Bipa does not cover Taxation Issues

Taxation issues does not cover under BIPAInternational taxation issues didn’t come under the Bilateral Investment Promotion and Protection Agreement i.e., Bipa between India and the Netherlands as prescribed by the Inter-Ministerial Group (IMG), which met on 12/05/2012 to draft a response to Vodafone’s notice threatening international arbitration.

As per the Business Standards: “It was a preliminary meeting. Bipa provisions were read out… All ministries were of the view that taxation issues are not covered under the Bipa,” said a finance ministry official after the meeting, adding the money for the deal came from over 20 companies. The group, headed by Finance Secretary R S Gujral, will meet again next week. It has time till October to respond to the notice. The ministry may send its reply once the Finance Act is enacted.

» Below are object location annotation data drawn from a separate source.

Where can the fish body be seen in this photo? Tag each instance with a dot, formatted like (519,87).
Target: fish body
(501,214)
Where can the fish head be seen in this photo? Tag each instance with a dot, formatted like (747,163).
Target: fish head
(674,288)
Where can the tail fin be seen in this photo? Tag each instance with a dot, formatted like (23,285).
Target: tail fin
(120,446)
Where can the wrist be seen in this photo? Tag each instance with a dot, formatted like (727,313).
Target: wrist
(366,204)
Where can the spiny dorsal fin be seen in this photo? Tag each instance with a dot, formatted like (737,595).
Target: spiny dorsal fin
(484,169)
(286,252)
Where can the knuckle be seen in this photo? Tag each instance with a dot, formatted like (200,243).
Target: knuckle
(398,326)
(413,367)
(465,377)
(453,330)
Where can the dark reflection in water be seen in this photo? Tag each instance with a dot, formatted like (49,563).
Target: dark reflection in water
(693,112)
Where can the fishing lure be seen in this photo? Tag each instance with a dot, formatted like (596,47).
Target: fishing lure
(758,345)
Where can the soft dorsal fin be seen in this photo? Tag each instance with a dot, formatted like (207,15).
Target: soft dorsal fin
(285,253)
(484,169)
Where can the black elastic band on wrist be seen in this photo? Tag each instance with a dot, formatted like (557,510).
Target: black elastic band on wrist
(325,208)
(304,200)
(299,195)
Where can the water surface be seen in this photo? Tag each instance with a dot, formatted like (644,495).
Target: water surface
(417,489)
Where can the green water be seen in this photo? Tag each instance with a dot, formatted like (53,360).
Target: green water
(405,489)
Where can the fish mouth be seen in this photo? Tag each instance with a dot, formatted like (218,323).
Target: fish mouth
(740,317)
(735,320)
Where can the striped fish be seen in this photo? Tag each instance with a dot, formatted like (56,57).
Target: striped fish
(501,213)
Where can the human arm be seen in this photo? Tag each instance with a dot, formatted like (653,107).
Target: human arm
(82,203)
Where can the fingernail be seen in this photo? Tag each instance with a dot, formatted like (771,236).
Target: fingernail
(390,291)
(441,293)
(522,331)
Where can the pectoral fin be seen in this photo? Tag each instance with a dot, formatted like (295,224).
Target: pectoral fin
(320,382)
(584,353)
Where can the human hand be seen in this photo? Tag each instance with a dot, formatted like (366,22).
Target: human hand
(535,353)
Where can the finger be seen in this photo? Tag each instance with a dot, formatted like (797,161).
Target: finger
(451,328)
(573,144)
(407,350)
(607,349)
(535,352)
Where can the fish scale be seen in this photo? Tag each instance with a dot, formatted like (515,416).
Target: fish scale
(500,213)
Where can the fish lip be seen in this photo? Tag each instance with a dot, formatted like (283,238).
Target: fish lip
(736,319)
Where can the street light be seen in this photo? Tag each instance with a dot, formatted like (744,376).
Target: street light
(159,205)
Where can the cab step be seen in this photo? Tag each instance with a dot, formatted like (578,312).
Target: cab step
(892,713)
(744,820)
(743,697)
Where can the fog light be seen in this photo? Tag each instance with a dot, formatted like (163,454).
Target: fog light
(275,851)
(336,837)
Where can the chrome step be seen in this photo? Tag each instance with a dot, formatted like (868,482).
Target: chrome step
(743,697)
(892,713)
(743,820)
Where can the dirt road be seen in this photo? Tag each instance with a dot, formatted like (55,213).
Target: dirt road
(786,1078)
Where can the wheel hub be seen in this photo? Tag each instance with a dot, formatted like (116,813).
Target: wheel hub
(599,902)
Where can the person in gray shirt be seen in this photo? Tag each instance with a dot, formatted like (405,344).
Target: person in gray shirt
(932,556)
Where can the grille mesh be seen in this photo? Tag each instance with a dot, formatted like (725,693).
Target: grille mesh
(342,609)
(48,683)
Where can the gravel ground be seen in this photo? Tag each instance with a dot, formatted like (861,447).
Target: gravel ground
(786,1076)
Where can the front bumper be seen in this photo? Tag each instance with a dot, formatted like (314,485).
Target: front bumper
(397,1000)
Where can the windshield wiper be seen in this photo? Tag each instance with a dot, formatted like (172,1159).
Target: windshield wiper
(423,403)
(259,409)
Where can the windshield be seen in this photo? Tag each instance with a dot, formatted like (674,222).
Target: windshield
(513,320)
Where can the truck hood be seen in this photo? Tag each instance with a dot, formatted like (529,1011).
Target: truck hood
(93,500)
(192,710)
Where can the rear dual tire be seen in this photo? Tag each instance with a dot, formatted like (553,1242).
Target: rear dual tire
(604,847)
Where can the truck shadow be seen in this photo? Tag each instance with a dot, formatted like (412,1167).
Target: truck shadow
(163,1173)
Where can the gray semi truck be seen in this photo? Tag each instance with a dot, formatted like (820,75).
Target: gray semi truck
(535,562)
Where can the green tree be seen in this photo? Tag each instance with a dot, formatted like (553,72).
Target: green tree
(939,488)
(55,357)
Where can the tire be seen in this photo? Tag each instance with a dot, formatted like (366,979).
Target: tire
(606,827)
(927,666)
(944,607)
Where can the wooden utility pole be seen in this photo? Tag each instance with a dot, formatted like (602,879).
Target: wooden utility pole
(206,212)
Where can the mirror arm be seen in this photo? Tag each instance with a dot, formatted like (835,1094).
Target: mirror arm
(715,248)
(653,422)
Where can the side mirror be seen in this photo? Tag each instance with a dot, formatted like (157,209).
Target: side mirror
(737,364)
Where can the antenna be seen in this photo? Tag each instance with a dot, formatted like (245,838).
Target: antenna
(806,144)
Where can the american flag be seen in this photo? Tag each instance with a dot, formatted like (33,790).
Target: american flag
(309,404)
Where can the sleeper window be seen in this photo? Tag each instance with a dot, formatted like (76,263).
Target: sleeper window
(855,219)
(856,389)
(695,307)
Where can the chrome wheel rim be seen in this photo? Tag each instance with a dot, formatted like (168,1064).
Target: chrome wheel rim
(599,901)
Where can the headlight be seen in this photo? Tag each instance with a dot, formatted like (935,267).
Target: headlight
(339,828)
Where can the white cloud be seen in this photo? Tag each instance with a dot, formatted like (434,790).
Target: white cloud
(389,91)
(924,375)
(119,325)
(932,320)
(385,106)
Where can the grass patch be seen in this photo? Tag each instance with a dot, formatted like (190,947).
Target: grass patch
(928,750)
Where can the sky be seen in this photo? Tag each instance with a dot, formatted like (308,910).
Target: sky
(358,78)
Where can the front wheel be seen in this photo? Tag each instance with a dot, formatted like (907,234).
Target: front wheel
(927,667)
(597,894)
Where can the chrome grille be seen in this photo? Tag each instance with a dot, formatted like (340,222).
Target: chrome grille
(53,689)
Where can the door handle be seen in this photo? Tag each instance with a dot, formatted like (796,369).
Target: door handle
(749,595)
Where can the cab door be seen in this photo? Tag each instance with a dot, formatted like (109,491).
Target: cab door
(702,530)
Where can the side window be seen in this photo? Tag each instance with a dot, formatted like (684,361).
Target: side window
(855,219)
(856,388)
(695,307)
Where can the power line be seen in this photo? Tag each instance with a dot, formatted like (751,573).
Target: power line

The group also comprises secretaries of the Department of Economic Affairs, the law ministry, the telecom ministry and the external affairs ministry.

Last month, Vodafone served the notice as an investor defined under Article 1(d) of the treaty. Its Dutch subsidiary Vodafone International Holdings BV served the notice, asking the government to abandon or amend retrospective aspects of the proposed Finance Bill 2012 or face arbitration proceedings.

Officials said the Bipa specifically excludes Vodafone-like tax transactions and that taxation issues are dealt with separately under Double Taxation Avoidance Agreements.

The provisions of the treaty states “in respect of grant of national treatment and most favoured nation treatment shall not apply in respect of any international agreement or arrangement relating wholly or mainly to taxation”.

Vodafone, however, had stated, “The treaty explicitly applies to indirect investments and our transaction is therefore clearly one which qualifies for Treaty protection.”

The detailed reply may also include other arguments stating why the Bipa could not be invoked in this case. The finance ministry has also argued that the deal was signed in Cayman Islands, and did not bring any foreign direct investment into India.